Fix: Fly.io Deploy Not Working — fly.toml, Machines, Volumes, Secrets, and Internal DNS

FixDevs · (Updated: )

Part of:  Docker, DevOps & Infrastructure

Quick Answer

How to fix Fly.io errors — fly.toml app vs name confusion, machines API vs legacy apps, Dockerfile build failures, volume per-region, secrets staging, fly proxy for local access, and internal IPv6 routing.

The Error

You fly deploy and the build fails halfway through:

==> Building image
Error: failed to fetch an image or build from source: error building: 
exit code 1

Or the deploy succeeds but the app crashes immediately:

$ fly status
# State: machine started, then exited
$ fly logs
[error] PORT environment variable not set

Or you create a volume and the machine can’t see it:

$ fly volumes create my-data --region nrt --size 10
$ fly deploy
# Container starts but /data is empty.

Or fly secrets set succeeds but the app doesn’t see the variable:

$ fly secrets set OPENAI_API_KEY=sk-...
$ fly ssh console -C "env | grep OPENAI"
OPENAI_API_KEY=
# Empty.

Why This Happens

Fly.io runs your apps in Firecracker microVMs (“Machines”) in regions worldwide. Most deploy issues map to one of:

  • fly.toml is the contract. It declares the app name, primary region, builder, ports, mounts, and health checks. Bugs in fly.toml cause subtle deploy failures.
  • Machines vs Apps v1. Older Fly used “apps” with Nomad scheduling. New deploys use Machines (Firecracker VMs). Some tutorials still reference Nomad-style commands. Stick to Machines (fly deploy defaults to it).
  • Volumes are zone-specific. A volume in nrt (Tokyo) can’t attach to a machine in iad (Virginia). One volume = one machine.
  • Secrets are staged. fly secrets set queues the change; it doesn’t apply until the next deploy or restart. You can force with fly machines restart.
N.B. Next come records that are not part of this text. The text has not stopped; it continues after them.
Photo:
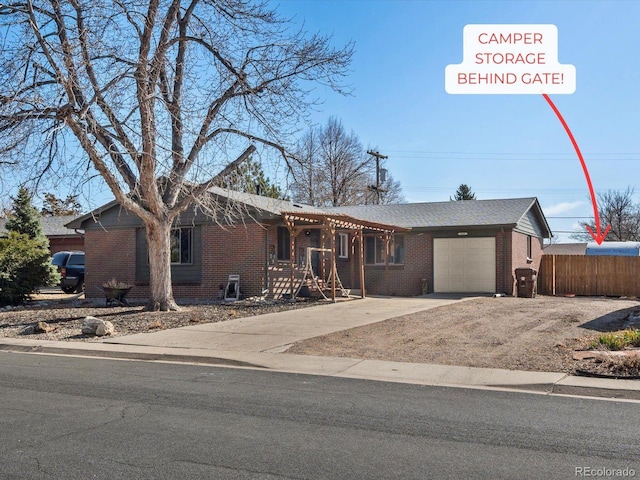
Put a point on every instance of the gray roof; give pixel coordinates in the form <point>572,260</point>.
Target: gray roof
<point>265,204</point>
<point>466,213</point>
<point>51,226</point>
<point>565,249</point>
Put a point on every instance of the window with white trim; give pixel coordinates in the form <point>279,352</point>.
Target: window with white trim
<point>181,245</point>
<point>343,245</point>
<point>284,244</point>
<point>374,250</point>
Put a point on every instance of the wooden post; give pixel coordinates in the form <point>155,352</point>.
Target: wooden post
<point>352,259</point>
<point>361,255</point>
<point>387,240</point>
<point>292,252</point>
<point>553,275</point>
<point>332,232</point>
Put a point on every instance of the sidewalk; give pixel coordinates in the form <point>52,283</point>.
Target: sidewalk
<point>258,342</point>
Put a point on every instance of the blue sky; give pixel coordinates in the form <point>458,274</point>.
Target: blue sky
<point>503,146</point>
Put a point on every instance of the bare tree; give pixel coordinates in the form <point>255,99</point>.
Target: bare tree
<point>164,97</point>
<point>618,209</point>
<point>333,169</point>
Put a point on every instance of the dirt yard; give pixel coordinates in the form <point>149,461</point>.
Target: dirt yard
<point>513,333</point>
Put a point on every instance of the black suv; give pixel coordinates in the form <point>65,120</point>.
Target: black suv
<point>71,268</point>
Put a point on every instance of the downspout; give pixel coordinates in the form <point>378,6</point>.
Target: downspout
<point>265,286</point>
<point>505,266</point>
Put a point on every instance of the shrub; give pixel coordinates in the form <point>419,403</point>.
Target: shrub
<point>25,265</point>
<point>617,340</point>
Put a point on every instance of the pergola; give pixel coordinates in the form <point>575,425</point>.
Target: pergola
<point>329,224</point>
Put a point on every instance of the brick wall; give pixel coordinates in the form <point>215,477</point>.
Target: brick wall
<point>110,255</point>
<point>232,250</point>
<point>400,280</point>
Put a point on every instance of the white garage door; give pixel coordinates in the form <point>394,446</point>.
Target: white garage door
<point>464,264</point>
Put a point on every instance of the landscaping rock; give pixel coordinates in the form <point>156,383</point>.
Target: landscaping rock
<point>96,326</point>
<point>28,330</point>
<point>43,327</point>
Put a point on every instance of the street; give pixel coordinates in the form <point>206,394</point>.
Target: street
<point>79,418</point>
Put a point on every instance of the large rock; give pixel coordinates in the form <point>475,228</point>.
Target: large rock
<point>96,326</point>
<point>43,327</point>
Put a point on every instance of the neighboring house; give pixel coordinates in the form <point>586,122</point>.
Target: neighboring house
<point>466,246</point>
<point>60,237</point>
<point>565,249</point>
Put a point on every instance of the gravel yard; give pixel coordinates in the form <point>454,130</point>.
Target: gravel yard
<point>64,315</point>
<point>539,334</point>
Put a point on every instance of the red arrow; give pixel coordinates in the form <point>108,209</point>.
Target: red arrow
<point>598,236</point>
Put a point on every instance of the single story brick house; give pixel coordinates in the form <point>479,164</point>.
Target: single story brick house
<point>404,249</point>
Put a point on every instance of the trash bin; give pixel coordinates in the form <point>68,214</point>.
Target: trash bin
<point>527,282</point>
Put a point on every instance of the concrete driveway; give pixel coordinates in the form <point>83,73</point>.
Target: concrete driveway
<point>274,332</point>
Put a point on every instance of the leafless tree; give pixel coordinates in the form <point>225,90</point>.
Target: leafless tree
<point>164,97</point>
<point>334,170</point>
<point>618,209</point>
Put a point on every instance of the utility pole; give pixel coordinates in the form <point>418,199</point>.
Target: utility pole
<point>376,188</point>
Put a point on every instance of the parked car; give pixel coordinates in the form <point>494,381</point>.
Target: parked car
<point>71,268</point>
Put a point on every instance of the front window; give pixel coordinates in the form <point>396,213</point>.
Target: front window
<point>181,252</point>
<point>374,250</point>
<point>284,244</point>
<point>343,245</point>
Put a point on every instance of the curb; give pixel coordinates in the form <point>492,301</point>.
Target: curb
<point>566,385</point>
<point>143,356</point>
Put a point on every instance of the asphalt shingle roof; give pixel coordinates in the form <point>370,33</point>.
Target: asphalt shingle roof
<point>444,214</point>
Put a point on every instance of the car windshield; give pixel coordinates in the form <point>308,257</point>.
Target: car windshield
<point>76,260</point>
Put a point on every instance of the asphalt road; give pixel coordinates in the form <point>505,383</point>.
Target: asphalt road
<point>79,418</point>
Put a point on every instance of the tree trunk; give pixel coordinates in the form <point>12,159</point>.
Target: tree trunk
<point>161,291</point>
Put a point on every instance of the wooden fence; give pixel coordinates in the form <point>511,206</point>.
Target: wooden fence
<point>589,275</point>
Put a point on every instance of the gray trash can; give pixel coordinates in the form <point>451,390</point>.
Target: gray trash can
<point>527,279</point>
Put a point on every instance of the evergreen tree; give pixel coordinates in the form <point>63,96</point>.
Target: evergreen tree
<point>464,193</point>
<point>24,217</point>
<point>249,177</point>
<point>25,260</point>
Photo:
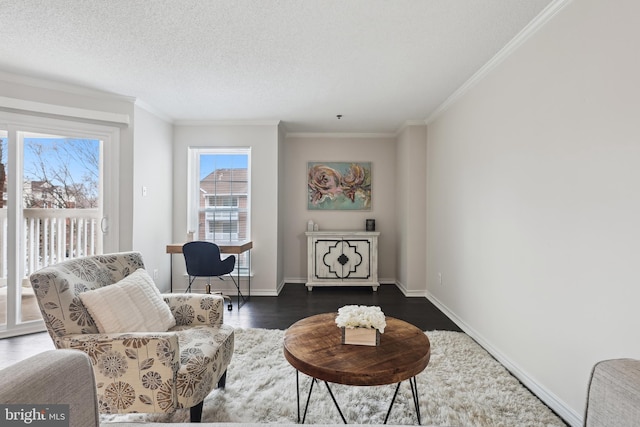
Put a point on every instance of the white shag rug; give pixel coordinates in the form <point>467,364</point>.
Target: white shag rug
<point>462,386</point>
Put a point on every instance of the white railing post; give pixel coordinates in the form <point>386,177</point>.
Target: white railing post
<point>53,235</point>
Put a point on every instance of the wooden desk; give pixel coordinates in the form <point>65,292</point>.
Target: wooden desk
<point>236,247</point>
<point>228,247</point>
<point>314,347</point>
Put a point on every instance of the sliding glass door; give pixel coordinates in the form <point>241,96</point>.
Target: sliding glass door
<point>52,183</point>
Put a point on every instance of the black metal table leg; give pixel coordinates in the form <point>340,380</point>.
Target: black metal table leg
<point>393,399</point>
<point>335,403</point>
<point>414,394</point>
<point>416,398</point>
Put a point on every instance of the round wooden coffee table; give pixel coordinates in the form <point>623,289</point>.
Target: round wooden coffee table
<point>314,347</point>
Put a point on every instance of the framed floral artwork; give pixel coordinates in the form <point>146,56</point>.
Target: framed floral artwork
<point>339,186</point>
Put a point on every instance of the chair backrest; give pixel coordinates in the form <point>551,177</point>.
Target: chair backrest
<point>57,288</point>
<point>203,259</point>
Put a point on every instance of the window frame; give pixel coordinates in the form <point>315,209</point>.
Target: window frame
<point>194,209</point>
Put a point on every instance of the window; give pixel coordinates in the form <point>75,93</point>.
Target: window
<point>220,195</point>
<point>55,186</point>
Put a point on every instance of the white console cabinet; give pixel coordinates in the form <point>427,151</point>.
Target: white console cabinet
<point>342,258</point>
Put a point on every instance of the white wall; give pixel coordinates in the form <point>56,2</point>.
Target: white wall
<point>299,150</point>
<point>69,102</point>
<point>152,213</point>
<point>533,202</point>
<point>264,142</point>
<point>411,200</point>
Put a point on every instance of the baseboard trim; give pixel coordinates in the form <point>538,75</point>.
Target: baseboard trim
<point>549,398</point>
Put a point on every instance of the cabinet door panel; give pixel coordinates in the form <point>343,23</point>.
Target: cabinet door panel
<point>327,254</point>
<point>358,264</point>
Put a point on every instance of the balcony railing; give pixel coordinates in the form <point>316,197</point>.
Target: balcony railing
<point>53,235</point>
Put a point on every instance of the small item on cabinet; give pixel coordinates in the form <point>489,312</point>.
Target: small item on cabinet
<point>371,225</point>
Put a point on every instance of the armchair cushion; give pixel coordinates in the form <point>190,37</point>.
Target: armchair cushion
<point>132,304</point>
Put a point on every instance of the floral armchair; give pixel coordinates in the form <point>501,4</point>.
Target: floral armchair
<point>146,372</point>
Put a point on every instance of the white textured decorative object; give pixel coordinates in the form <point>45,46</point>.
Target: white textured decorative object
<point>361,336</point>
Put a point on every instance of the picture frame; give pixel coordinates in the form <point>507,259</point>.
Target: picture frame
<point>344,186</point>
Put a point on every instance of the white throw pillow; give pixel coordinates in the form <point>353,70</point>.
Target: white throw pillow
<point>133,304</point>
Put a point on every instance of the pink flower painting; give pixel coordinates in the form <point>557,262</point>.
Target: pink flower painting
<point>339,186</point>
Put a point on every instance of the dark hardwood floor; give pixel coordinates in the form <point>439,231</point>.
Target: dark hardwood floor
<point>293,303</point>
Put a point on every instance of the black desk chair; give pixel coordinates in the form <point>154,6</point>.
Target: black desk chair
<point>203,260</point>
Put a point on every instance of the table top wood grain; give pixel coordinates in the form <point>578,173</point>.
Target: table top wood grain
<point>313,346</point>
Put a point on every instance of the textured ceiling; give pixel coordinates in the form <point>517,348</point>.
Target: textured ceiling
<point>378,63</point>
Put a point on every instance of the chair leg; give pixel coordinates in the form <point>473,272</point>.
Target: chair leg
<point>196,412</point>
<point>222,382</point>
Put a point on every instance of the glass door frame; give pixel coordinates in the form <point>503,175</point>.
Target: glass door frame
<point>15,123</point>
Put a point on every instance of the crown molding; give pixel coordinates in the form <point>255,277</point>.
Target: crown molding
<point>42,83</point>
<point>59,110</point>
<point>226,122</point>
<point>527,32</point>
<point>338,135</point>
<point>409,123</point>
<point>153,110</point>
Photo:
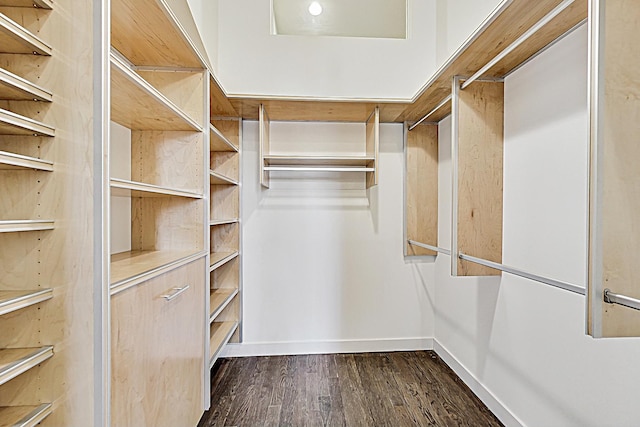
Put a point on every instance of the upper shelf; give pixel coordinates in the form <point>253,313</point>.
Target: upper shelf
<point>147,33</point>
<point>136,104</point>
<point>16,39</point>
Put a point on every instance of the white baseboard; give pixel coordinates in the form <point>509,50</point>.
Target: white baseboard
<point>326,347</point>
<point>485,395</point>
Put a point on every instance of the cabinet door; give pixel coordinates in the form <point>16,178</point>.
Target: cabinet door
<point>157,353</point>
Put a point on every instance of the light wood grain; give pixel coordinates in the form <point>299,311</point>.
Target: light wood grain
<point>619,185</point>
<point>422,188</point>
<point>157,351</point>
<point>479,170</point>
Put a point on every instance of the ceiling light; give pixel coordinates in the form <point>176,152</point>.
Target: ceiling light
<point>315,9</point>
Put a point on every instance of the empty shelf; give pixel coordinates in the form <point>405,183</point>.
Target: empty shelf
<point>26,225</point>
<point>15,361</point>
<point>16,39</point>
<point>218,179</point>
<point>219,335</point>
<point>10,161</point>
<point>124,188</point>
<point>219,142</point>
<point>16,300</point>
<point>220,258</point>
<point>218,300</point>
<point>13,87</point>
<point>24,416</point>
<point>136,104</point>
<point>15,124</point>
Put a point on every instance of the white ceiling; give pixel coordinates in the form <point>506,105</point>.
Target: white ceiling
<point>346,18</point>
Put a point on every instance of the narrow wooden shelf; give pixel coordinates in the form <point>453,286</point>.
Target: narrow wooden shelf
<point>15,361</point>
<point>134,267</point>
<point>218,259</point>
<point>17,300</point>
<point>13,87</point>
<point>15,124</point>
<point>137,105</point>
<point>219,179</point>
<point>14,226</point>
<point>24,416</point>
<point>10,161</point>
<point>16,39</point>
<point>124,188</point>
<point>218,300</point>
<point>219,142</point>
<point>219,335</point>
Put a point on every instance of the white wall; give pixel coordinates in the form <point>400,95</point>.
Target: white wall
<point>522,340</point>
<point>323,260</point>
<point>254,62</point>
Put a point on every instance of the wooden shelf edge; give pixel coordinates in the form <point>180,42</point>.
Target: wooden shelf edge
<point>25,124</point>
<point>29,358</point>
<point>24,37</point>
<point>17,300</point>
<point>16,161</point>
<point>29,90</point>
<point>227,329</point>
<point>25,416</point>
<point>139,189</point>
<point>25,225</point>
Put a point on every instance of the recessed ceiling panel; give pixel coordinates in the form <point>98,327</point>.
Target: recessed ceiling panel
<point>345,18</point>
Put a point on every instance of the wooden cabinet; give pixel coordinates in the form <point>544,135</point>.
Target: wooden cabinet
<point>157,350</point>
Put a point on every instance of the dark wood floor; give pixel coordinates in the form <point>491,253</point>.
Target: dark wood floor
<point>373,389</point>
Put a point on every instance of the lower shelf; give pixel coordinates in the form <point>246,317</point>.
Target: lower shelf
<point>24,416</point>
<point>219,335</point>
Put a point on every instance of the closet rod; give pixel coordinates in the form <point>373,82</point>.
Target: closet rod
<point>556,283</point>
<point>444,101</point>
<point>431,248</point>
<point>541,23</point>
<point>611,298</point>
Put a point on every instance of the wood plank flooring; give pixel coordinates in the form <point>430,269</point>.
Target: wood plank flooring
<point>372,389</point>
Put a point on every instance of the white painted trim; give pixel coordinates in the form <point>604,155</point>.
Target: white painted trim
<point>494,404</point>
<point>327,347</point>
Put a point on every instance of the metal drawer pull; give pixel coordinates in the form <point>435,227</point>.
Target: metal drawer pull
<point>175,292</point>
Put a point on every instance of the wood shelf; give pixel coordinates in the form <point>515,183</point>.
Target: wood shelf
<point>17,300</point>
<point>137,105</point>
<point>24,416</point>
<point>15,124</point>
<point>219,259</point>
<point>13,87</point>
<point>16,39</point>
<point>10,161</point>
<point>14,226</point>
<point>219,335</point>
<point>218,300</point>
<point>219,179</point>
<point>124,188</point>
<point>15,361</point>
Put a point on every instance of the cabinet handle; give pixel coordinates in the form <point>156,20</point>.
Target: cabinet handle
<point>175,292</point>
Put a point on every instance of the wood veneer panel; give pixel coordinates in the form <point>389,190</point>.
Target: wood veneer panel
<point>479,176</point>
<point>422,188</point>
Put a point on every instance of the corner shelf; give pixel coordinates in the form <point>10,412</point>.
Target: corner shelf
<point>15,361</point>
<point>16,39</point>
<point>10,161</point>
<point>13,87</point>
<point>17,300</point>
<point>14,226</point>
<point>15,124</point>
<point>24,416</point>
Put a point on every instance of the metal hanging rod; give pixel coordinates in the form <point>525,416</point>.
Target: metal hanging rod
<point>426,116</point>
<point>556,283</point>
<point>538,25</point>
<point>611,298</point>
<point>429,247</point>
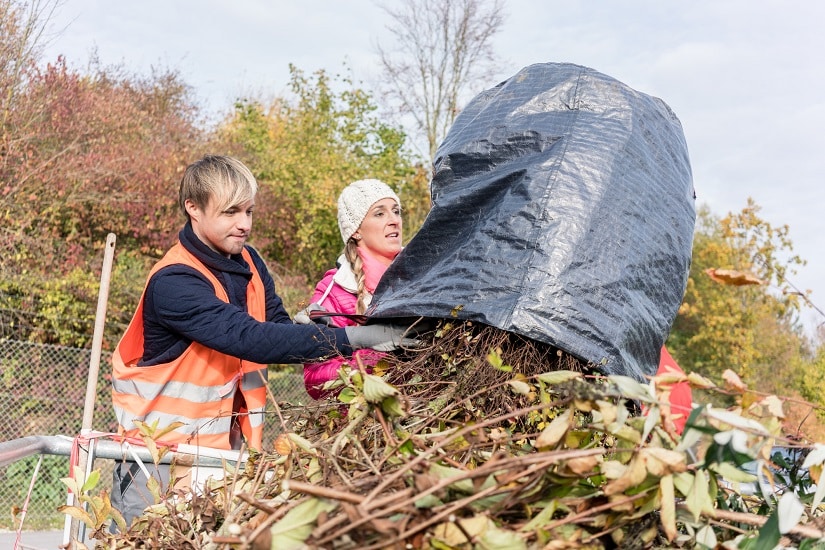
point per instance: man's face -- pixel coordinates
(225, 231)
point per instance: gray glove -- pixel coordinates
(303, 318)
(381, 337)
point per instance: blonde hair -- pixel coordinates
(223, 178)
(357, 265)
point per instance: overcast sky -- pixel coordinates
(746, 78)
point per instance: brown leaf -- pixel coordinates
(733, 277)
(283, 445)
(733, 382)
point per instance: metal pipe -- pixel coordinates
(17, 449)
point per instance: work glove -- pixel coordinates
(303, 316)
(381, 337)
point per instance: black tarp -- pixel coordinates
(562, 211)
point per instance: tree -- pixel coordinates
(303, 151)
(739, 312)
(81, 155)
(440, 51)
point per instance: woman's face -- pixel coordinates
(380, 232)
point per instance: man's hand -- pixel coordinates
(381, 337)
(303, 316)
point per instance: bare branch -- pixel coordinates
(441, 51)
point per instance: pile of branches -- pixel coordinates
(483, 439)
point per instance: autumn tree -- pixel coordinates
(440, 52)
(739, 311)
(81, 155)
(304, 149)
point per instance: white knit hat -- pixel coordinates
(356, 200)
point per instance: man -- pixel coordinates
(206, 326)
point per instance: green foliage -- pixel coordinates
(47, 494)
(303, 153)
(750, 328)
(584, 471)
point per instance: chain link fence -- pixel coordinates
(43, 393)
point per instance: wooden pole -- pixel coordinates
(94, 371)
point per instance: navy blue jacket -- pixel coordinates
(180, 306)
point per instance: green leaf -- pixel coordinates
(554, 433)
(519, 387)
(294, 528)
(376, 389)
(91, 483)
(632, 389)
(393, 407)
(559, 376)
(769, 534)
(346, 395)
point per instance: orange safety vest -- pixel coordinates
(197, 388)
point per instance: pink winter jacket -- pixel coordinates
(341, 298)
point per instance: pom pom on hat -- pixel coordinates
(356, 200)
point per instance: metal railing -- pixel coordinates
(185, 455)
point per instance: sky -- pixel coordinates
(745, 78)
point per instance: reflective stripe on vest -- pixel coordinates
(198, 387)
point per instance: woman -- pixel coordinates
(369, 217)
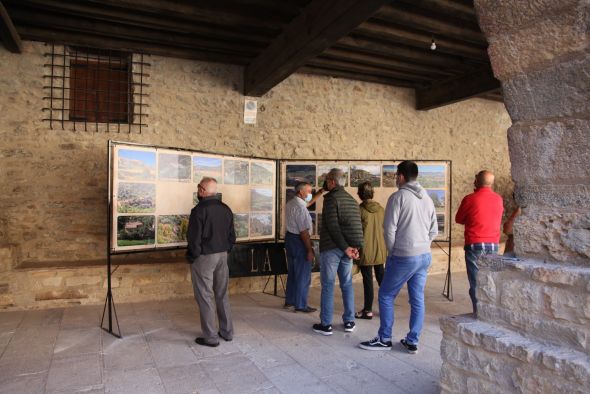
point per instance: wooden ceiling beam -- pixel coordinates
(356, 76)
(392, 50)
(8, 34)
(114, 30)
(445, 7)
(456, 89)
(434, 26)
(384, 62)
(94, 41)
(199, 11)
(84, 10)
(420, 40)
(319, 25)
(343, 65)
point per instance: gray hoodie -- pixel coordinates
(410, 221)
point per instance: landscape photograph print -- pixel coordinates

A second source of confusion is the Fly mental model itself. Most PaaS platforms hide the VM — you push code, the platform builds a container, runs it, and routes HTTP to it. Fly does that too, but it also exposes the underlying machines as first-class objects. You can fly machines list, stop one, clone another, attach a volume directly, and ssh in. That power means many failures happen at the machine layer (a machine is stopped, a volume is detached, the health check failed) and don’t show up in your fly deploy output. Running fly status after every deploy is the cheapest way to catch these.

A third source is the IPv6-first private network. Apps inside Fly talk to each other over IPv6 via .internal DNS. Code that hard-codes IPv4 dials between Fly apps either fails or takes the long public route. Knowing whether you’re inside Fly, outside Fly, or talking to a Fly app from a non-Fly client changes which hostnames and IP family you use.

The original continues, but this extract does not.